- Location of Union Township in Crawford County
- Coordinates: 38°14′59″N 86°31′25″W﻿ / ﻿38.24972°N 86.52361°W
- Country: United States
- State: Indiana
- County: Crawford

Government
- • Type: Indiana township

Area
- • Total: 42.4 sq mi (110 km^{2})
- • Land: 42.4 sq mi (110 km^{2})
- • Water: 0 sq mi (0 km^{2})
- Elevation: 551 ft (168 m)

Population (2020)
- • Total: 734
- • Density: 17.3/sq mi (6.68/km^{2})
- FIPS code: 18-77210
- GNIS feature ID: 453911

= Union Township, Crawford County, Indiana =

Union Township is one of nine townships in Crawford County, Indiana. As of the 2020 census, its population was 734 and it contained 384 housing units.

Historical population
| Census | Pop. | Note | %± |
| 1890 | 1,726 |  | — |
| 1900 | 1,398 |  | −19.0% |
| 1910 | 1,265 |  | −9.5% |
| 1920 | 1,153 |  | −8.9% |
| 1930 | 1,069 |  | −7.3% |
| 1940 | 1,050 |  | −1.8% |
| 1950 | 864 |  | −17.7% |
| 1960 | 787 |  | −8.9% |
| 1970 | 717 |  | −8.9% |
| 1980 | 861 |  | 20.1% |
| 1990 | 863 |  | 0.2% |
| 2000 | 838 |  | −2.9% |
| 2010 | 761 |  | −9.2% |
| 2020 | 734 |  | −3.5% |
Source: US Decennial Census

==History==
The Potts Creek Rockshelter was listed on the National Register of Historic Places in 1987.

==Geography==
According to the 2010 census, the township has a total area of 42.4 sqmi, all land.

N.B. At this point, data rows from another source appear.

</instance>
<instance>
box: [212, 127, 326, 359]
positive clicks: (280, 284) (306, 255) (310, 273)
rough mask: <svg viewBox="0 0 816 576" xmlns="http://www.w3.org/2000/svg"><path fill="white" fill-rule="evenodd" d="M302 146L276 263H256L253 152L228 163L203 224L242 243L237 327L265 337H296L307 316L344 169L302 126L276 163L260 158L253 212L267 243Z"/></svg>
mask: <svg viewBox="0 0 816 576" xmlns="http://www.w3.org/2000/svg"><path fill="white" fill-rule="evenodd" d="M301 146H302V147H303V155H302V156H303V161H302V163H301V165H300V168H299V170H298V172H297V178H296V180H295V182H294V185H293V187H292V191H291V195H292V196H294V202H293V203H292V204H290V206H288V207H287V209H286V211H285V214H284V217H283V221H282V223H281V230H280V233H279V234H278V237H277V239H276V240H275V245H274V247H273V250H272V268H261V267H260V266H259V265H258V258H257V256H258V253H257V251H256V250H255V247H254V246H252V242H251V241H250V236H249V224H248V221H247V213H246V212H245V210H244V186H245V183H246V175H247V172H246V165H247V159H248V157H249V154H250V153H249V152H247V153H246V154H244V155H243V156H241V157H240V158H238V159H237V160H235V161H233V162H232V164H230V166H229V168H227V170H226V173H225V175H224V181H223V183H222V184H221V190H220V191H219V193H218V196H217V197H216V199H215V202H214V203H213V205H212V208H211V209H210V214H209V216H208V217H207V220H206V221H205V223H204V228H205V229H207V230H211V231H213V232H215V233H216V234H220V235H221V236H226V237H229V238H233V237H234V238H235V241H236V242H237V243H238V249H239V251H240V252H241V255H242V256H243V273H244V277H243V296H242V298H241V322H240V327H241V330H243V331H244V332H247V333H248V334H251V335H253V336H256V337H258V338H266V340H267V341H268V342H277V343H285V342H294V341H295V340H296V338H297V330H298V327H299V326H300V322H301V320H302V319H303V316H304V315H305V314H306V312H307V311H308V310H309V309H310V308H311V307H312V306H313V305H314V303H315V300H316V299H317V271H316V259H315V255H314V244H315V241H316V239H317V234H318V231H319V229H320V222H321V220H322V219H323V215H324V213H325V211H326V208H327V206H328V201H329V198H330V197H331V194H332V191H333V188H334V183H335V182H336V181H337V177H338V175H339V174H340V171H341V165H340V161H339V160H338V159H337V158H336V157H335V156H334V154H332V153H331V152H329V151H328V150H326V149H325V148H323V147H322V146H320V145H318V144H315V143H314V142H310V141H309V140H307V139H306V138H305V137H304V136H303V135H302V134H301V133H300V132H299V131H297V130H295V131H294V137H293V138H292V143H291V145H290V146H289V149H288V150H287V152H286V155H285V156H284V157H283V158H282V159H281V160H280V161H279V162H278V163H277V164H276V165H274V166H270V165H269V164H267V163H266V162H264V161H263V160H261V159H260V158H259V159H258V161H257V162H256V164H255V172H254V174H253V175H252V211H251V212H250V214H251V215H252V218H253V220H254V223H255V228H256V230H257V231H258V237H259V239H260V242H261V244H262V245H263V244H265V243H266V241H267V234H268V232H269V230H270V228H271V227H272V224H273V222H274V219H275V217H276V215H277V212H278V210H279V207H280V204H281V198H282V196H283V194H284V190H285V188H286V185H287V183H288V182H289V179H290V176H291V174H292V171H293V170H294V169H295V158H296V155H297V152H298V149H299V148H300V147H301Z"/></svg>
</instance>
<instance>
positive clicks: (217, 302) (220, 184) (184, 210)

===Unincorporated towns===
- Grantsburg
- Mifflin
- Sulphur
- West Fork
(This list is based on USGS data and may include former settlements.)

===Adjacent townships===
- Sterling Township (northeast)
- Ohio Township (southeast)
- Oil Township, Perry County (southwest)
- Johnson Township (west)
- Patoka Township (northwest)

===Major highways===
- Interstate 64
- Indiana State Road 37
- Indiana State Road 62
- Indiana State Road 66

===Cemeteries===
The township contains five cemeteries: Doan, Fessler, Goad, Hedden, Mifflin, and Keysacker.